Hoover’s Response to the Great Depression Hoover believed that the government should not provide direct aid but rather provide opportunities to help people help themselves. Hoover used these practices when looking for ways to help farmers. He pushed for a set of loans to create and strengthen cooperatives, or organizations that are owned and operated by its members. Idea was that farmers could buy materials needed for their farms at low prices. Hoover continued this practice after the stock market crash to encourage industries not to lay off workers but to become a cooperative – few businesses wanted to cooperate, they were looking out for their own interests.
Although against Direct Aid, after the crash of the Stock Market, Hoover urged congress to pass the Reconstruction Finance Corporation (RFC) that would authorize up to $2 billion in direct government loans to struggling banks, insurance companies, and other institutions. Hoover also pushed for the Federal Home Loan Bank that would encourage home building and reduce the number of home foreclosures. In 1930 Hoover signed the Smoot-Hawley Tariff Act that would raise the cost of imported goods for American consumers, making it more likely that they would buy cheaper American goods. European nations responded with high tariffs, limited international trade.

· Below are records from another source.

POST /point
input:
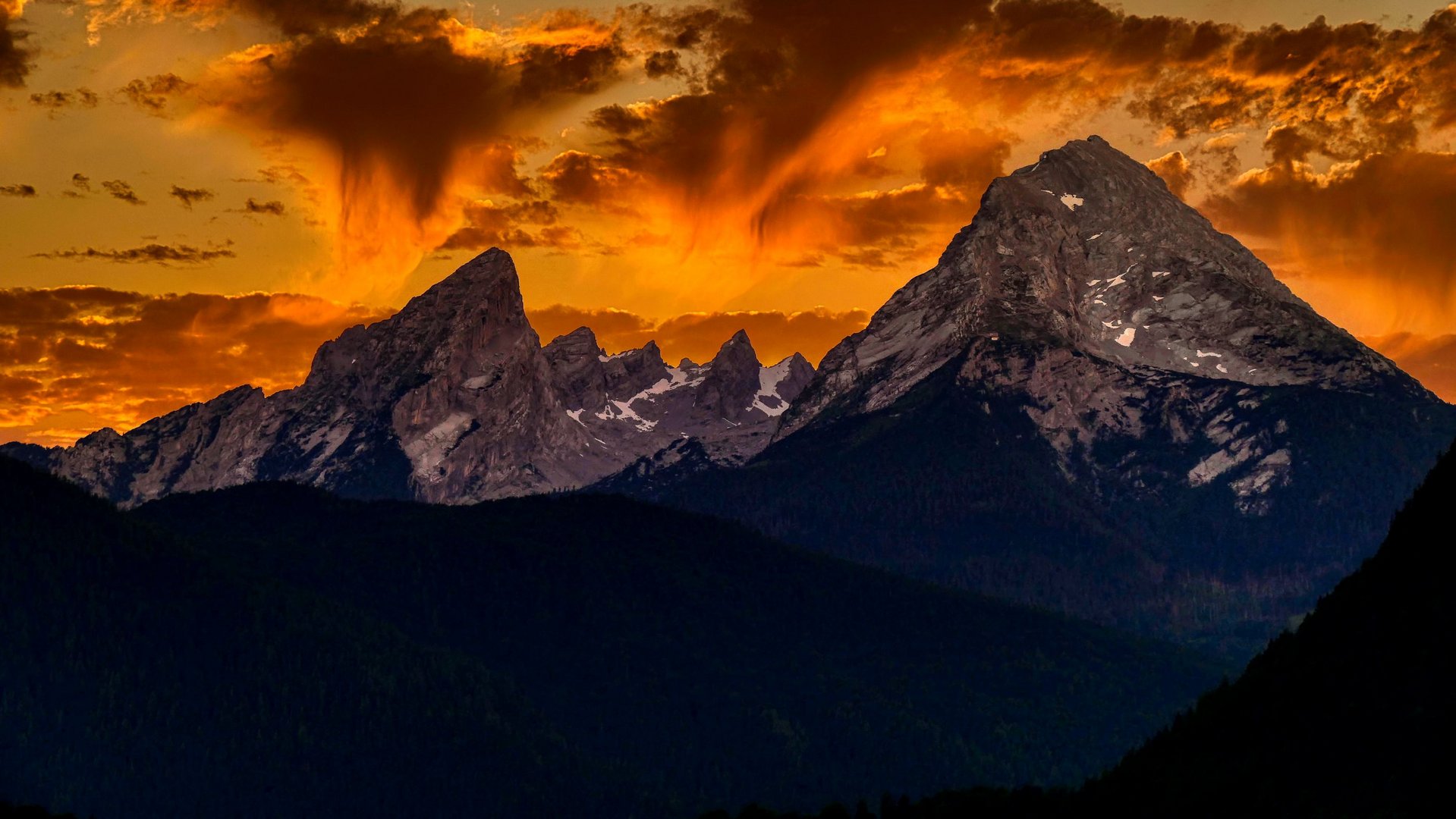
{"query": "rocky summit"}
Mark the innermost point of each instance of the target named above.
(1096, 402)
(450, 400)
(1112, 310)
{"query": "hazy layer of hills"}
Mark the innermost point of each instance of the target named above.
(272, 649)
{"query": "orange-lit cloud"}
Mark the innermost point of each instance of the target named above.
(111, 358)
(1177, 172)
(15, 55)
(402, 112)
(775, 334)
(147, 253)
(1370, 236)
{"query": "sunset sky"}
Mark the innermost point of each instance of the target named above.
(196, 193)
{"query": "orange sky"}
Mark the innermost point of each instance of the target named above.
(236, 180)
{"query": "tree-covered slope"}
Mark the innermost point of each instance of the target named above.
(719, 665)
(955, 485)
(140, 678)
(1348, 716)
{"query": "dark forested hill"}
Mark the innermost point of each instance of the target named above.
(719, 665)
(139, 678)
(1348, 716)
(954, 485)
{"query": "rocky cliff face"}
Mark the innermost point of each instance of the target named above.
(450, 400)
(1098, 403)
(1113, 312)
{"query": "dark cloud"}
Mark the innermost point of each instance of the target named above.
(663, 64)
(125, 356)
(288, 17)
(519, 224)
(58, 101)
(1429, 358)
(580, 177)
(123, 191)
(153, 93)
(269, 209)
(775, 334)
(401, 101)
(191, 196)
(147, 253)
(15, 57)
(1175, 171)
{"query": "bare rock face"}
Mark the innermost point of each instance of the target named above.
(1115, 312)
(1096, 403)
(450, 400)
(634, 403)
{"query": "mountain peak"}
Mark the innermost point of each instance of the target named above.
(1086, 252)
(733, 378)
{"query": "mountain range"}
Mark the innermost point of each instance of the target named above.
(1098, 403)
(451, 400)
(1093, 460)
(1094, 403)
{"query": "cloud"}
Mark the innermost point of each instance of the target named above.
(191, 196)
(1372, 236)
(1429, 358)
(271, 209)
(775, 335)
(407, 109)
(589, 179)
(58, 101)
(147, 253)
(153, 93)
(1177, 172)
(123, 191)
(15, 57)
(77, 358)
(511, 226)
(288, 17)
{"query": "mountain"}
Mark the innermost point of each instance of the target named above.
(1096, 403)
(1348, 716)
(717, 665)
(140, 676)
(450, 400)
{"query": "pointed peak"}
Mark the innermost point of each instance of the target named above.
(737, 350)
(486, 267)
(577, 338)
(580, 344)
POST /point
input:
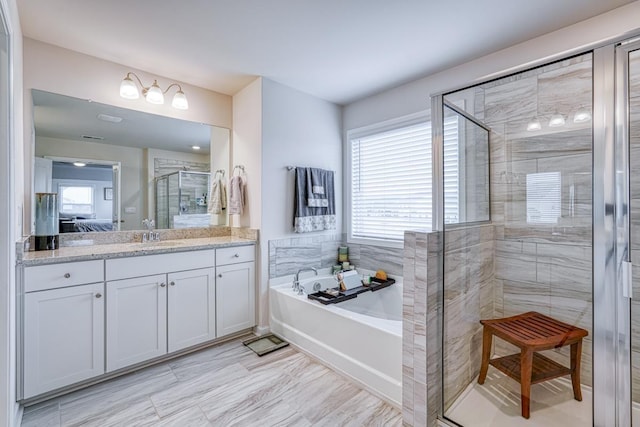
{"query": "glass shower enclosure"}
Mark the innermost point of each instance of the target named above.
(181, 199)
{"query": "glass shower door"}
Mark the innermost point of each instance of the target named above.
(628, 63)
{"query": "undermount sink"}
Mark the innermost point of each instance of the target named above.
(162, 243)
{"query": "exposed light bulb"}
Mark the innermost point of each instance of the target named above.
(556, 120)
(128, 89)
(534, 125)
(180, 101)
(154, 94)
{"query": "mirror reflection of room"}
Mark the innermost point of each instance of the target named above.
(124, 153)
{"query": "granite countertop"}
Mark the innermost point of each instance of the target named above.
(80, 251)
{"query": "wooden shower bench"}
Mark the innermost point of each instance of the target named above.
(532, 332)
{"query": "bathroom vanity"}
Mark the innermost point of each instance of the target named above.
(89, 313)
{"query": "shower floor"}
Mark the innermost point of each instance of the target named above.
(497, 404)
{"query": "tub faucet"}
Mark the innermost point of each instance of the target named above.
(296, 280)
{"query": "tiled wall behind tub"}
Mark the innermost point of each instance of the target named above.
(287, 256)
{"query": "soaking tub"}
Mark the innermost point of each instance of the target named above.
(361, 337)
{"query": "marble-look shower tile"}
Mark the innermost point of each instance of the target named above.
(518, 267)
(565, 89)
(511, 99)
(520, 297)
(572, 307)
(578, 141)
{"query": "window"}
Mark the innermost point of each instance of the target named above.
(76, 198)
(391, 182)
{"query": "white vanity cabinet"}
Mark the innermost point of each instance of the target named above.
(235, 289)
(63, 329)
(84, 319)
(192, 305)
(136, 320)
(152, 314)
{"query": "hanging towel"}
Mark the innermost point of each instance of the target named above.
(217, 196)
(237, 187)
(315, 187)
(308, 218)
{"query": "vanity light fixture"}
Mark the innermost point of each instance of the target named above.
(534, 125)
(153, 94)
(556, 120)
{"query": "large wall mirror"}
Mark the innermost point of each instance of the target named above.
(113, 167)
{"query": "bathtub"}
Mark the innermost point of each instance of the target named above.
(361, 337)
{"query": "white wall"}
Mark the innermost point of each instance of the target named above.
(54, 69)
(414, 96)
(246, 149)
(297, 130)
(11, 190)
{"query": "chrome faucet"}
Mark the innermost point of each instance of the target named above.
(296, 281)
(150, 235)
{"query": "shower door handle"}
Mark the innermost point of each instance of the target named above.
(627, 279)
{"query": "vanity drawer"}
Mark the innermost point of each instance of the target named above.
(147, 265)
(52, 276)
(235, 254)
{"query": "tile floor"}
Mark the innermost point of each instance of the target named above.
(497, 404)
(225, 385)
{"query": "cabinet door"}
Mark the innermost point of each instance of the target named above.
(136, 320)
(63, 337)
(235, 297)
(192, 305)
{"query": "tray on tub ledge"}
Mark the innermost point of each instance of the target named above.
(327, 298)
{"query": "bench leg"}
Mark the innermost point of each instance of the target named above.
(526, 366)
(487, 337)
(576, 354)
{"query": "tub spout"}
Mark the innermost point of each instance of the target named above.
(296, 280)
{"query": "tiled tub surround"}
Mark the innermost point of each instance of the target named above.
(287, 256)
(361, 337)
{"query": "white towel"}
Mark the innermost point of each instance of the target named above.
(217, 196)
(237, 195)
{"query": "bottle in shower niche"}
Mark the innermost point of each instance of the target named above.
(46, 237)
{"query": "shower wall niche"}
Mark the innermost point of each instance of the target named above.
(182, 199)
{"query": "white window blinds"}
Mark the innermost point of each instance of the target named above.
(391, 183)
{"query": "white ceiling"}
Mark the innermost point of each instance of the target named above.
(338, 50)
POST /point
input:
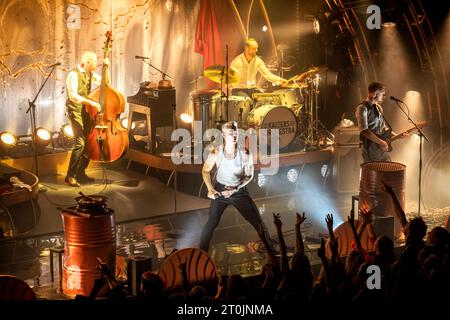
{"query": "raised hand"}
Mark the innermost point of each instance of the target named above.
(261, 232)
(366, 216)
(277, 220)
(351, 218)
(329, 221)
(334, 245)
(321, 249)
(300, 219)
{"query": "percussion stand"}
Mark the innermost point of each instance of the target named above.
(421, 135)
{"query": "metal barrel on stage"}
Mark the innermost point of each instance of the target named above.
(371, 195)
(90, 233)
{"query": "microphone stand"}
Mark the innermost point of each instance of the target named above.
(421, 135)
(226, 77)
(162, 72)
(32, 111)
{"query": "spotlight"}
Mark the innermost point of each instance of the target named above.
(416, 137)
(388, 24)
(316, 26)
(292, 175)
(186, 118)
(262, 180)
(7, 141)
(412, 93)
(324, 171)
(42, 137)
(345, 123)
(67, 131)
(8, 138)
(124, 123)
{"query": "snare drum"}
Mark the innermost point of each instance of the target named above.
(238, 108)
(275, 117)
(290, 96)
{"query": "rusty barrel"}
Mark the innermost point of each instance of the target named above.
(371, 195)
(90, 233)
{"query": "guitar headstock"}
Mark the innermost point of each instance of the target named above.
(108, 43)
(422, 124)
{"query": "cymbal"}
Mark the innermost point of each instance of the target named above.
(217, 73)
(294, 85)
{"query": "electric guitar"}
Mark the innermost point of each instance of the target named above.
(389, 140)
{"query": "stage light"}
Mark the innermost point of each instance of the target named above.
(388, 24)
(324, 172)
(413, 93)
(186, 118)
(316, 26)
(42, 137)
(345, 123)
(67, 131)
(416, 137)
(262, 180)
(169, 5)
(124, 123)
(8, 139)
(292, 175)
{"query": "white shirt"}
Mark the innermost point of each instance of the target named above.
(72, 84)
(247, 71)
(232, 172)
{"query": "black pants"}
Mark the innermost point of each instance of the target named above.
(242, 202)
(78, 162)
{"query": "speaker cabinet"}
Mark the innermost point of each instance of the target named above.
(347, 160)
(137, 265)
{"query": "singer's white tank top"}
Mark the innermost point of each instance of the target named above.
(230, 172)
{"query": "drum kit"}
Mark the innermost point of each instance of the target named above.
(293, 108)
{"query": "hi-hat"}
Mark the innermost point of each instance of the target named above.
(217, 73)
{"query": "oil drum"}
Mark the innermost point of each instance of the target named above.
(90, 233)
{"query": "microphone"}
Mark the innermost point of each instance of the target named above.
(141, 57)
(55, 65)
(396, 99)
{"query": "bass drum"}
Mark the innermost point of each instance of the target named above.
(275, 117)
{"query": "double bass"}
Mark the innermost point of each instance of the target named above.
(105, 138)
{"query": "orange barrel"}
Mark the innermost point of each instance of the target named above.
(90, 233)
(372, 197)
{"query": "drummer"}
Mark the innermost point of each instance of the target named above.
(247, 65)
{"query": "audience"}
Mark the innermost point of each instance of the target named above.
(420, 273)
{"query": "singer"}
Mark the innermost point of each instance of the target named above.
(375, 131)
(234, 165)
(78, 85)
(248, 64)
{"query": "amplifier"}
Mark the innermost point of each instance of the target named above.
(137, 265)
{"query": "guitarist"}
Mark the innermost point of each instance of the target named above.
(374, 130)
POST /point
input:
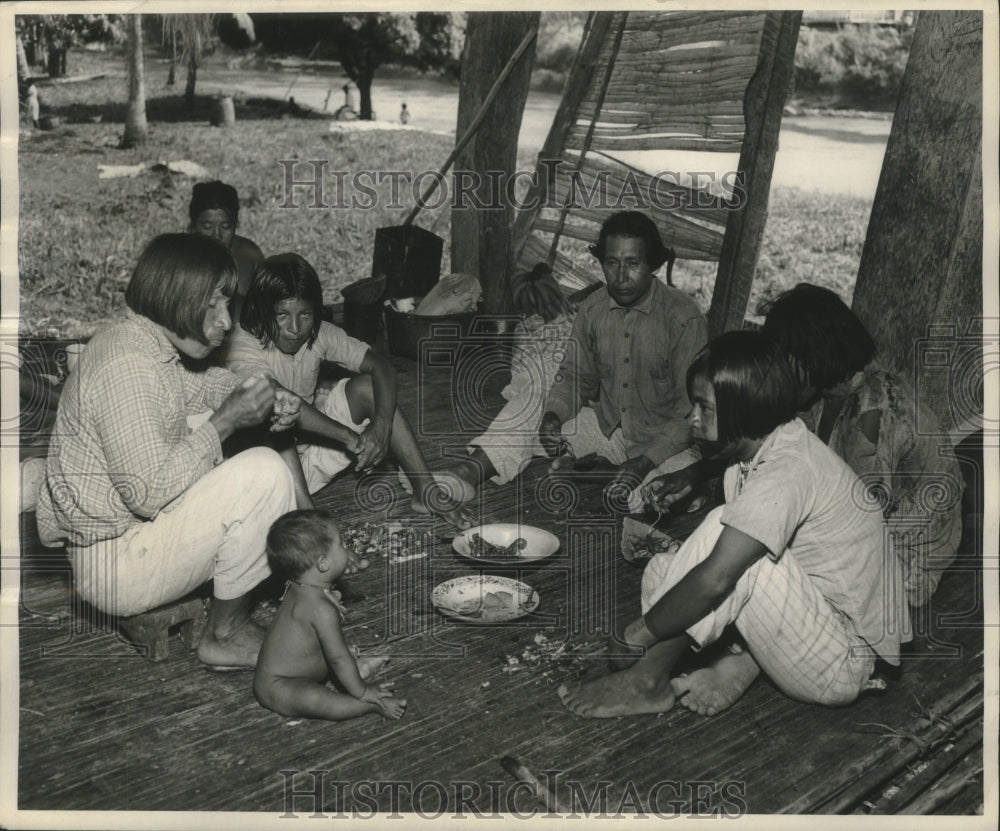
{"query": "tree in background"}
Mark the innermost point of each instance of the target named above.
(364, 42)
(135, 117)
(859, 63)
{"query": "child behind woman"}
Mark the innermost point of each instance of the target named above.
(305, 645)
(795, 559)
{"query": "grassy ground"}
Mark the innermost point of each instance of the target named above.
(79, 236)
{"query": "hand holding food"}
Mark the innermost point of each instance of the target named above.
(246, 406)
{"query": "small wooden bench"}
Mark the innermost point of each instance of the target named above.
(150, 631)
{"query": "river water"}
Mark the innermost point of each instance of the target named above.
(831, 154)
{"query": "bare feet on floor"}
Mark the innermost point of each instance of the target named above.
(237, 650)
(368, 665)
(438, 501)
(626, 693)
(712, 689)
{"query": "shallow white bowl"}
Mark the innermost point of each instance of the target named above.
(541, 544)
(463, 598)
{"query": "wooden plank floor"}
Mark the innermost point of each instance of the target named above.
(102, 729)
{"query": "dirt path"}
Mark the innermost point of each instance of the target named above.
(829, 154)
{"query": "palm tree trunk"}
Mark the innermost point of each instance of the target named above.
(135, 118)
(192, 79)
(172, 75)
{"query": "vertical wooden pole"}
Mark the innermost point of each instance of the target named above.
(920, 282)
(762, 108)
(136, 129)
(482, 231)
(581, 74)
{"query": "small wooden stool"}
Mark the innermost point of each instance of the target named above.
(150, 631)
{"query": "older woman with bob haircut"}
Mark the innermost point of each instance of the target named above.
(794, 560)
(146, 505)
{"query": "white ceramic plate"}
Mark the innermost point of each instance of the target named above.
(484, 598)
(540, 544)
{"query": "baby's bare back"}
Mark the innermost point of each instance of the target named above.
(291, 648)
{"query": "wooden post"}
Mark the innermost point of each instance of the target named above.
(763, 104)
(596, 35)
(920, 284)
(482, 237)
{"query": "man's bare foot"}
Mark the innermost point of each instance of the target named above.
(469, 475)
(368, 665)
(237, 650)
(626, 693)
(452, 482)
(712, 689)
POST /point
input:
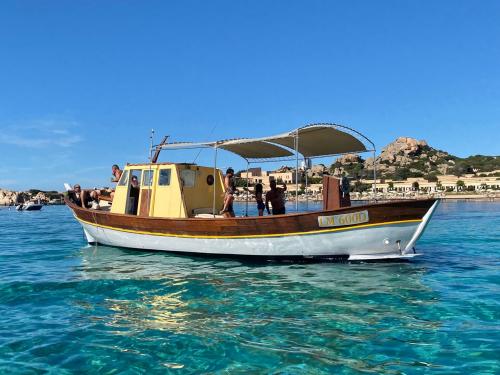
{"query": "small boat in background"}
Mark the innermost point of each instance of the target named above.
(29, 206)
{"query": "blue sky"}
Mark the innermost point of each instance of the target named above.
(83, 82)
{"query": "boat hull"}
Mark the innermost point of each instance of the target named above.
(387, 234)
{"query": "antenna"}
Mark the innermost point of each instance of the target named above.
(151, 145)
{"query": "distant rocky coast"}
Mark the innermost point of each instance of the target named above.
(11, 198)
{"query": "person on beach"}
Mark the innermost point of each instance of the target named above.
(277, 198)
(258, 198)
(230, 190)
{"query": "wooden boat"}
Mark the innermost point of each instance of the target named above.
(174, 208)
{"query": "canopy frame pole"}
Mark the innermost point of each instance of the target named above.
(215, 179)
(374, 176)
(246, 203)
(297, 171)
(305, 189)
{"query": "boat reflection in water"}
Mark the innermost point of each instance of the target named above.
(210, 298)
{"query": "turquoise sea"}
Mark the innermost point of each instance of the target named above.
(69, 308)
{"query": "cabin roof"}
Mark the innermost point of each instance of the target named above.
(162, 163)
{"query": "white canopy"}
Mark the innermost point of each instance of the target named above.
(310, 141)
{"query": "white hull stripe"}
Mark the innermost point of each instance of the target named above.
(253, 235)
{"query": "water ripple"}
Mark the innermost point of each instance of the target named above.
(67, 307)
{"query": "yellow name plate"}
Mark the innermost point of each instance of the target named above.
(343, 219)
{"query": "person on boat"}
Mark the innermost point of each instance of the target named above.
(230, 190)
(258, 198)
(277, 198)
(117, 173)
(134, 193)
(80, 197)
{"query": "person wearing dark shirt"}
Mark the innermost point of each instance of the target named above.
(80, 197)
(277, 198)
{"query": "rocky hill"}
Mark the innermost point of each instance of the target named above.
(408, 157)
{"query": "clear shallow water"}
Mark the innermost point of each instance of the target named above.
(66, 307)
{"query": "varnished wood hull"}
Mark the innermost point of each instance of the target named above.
(390, 231)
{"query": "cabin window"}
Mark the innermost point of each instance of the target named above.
(123, 179)
(164, 179)
(188, 177)
(147, 179)
(135, 177)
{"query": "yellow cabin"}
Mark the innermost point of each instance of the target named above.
(168, 190)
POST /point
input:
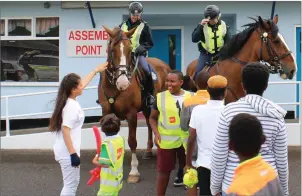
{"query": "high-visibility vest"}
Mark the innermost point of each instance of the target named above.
(209, 36)
(169, 128)
(112, 177)
(136, 35)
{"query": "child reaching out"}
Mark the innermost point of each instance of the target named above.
(111, 157)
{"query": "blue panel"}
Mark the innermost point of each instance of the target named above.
(298, 52)
(161, 45)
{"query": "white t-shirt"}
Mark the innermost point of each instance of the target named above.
(72, 117)
(204, 119)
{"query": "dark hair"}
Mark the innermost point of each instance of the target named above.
(178, 73)
(216, 93)
(110, 124)
(202, 79)
(246, 135)
(68, 83)
(255, 78)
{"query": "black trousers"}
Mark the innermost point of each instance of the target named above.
(204, 181)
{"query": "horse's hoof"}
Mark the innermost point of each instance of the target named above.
(147, 155)
(133, 178)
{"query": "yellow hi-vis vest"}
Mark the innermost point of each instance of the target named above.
(112, 177)
(172, 136)
(209, 37)
(136, 35)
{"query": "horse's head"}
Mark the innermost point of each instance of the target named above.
(273, 48)
(119, 57)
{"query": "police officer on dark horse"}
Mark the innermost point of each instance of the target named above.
(211, 34)
(141, 42)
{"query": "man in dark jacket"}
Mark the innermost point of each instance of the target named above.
(141, 42)
(211, 35)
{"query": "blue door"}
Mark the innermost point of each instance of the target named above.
(167, 47)
(298, 56)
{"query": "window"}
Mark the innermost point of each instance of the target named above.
(2, 28)
(32, 51)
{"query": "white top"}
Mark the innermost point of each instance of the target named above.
(205, 120)
(73, 117)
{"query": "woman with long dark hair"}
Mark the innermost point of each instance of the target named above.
(67, 121)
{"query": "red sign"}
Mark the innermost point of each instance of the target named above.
(87, 43)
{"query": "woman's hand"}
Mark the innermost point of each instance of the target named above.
(101, 67)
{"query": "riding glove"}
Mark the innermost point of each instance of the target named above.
(75, 160)
(140, 50)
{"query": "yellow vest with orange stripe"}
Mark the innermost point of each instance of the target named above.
(169, 129)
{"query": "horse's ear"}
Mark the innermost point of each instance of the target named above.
(110, 33)
(276, 19)
(130, 33)
(261, 22)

The Nation Responds to Hoover Voters were angry with Hoover for his optimism about the economy – he thought that things would get better. He made statements like “the worst is over” and praised industry for keeping their employees. American’s began to question his compassion, Americans needed direct aid. Congress refused to approve payment to a group of veterans from WWI, veterans then marched on Washington – called themselves the Bonus Army. The marchers were met with violence in Washington, armed soldiers were fighting with unarmed veterans. Hoover opposed paying the Bonus Marchers because of concern with the federal budget – he would have to raise taxes to pay the marchers.
Voters blamed the largely republican Congress for the Great Depression, began to vote in more democrats. In the 1932 Election Hoover would have a hard time winning back voters, Franklin Roosevelt would become president.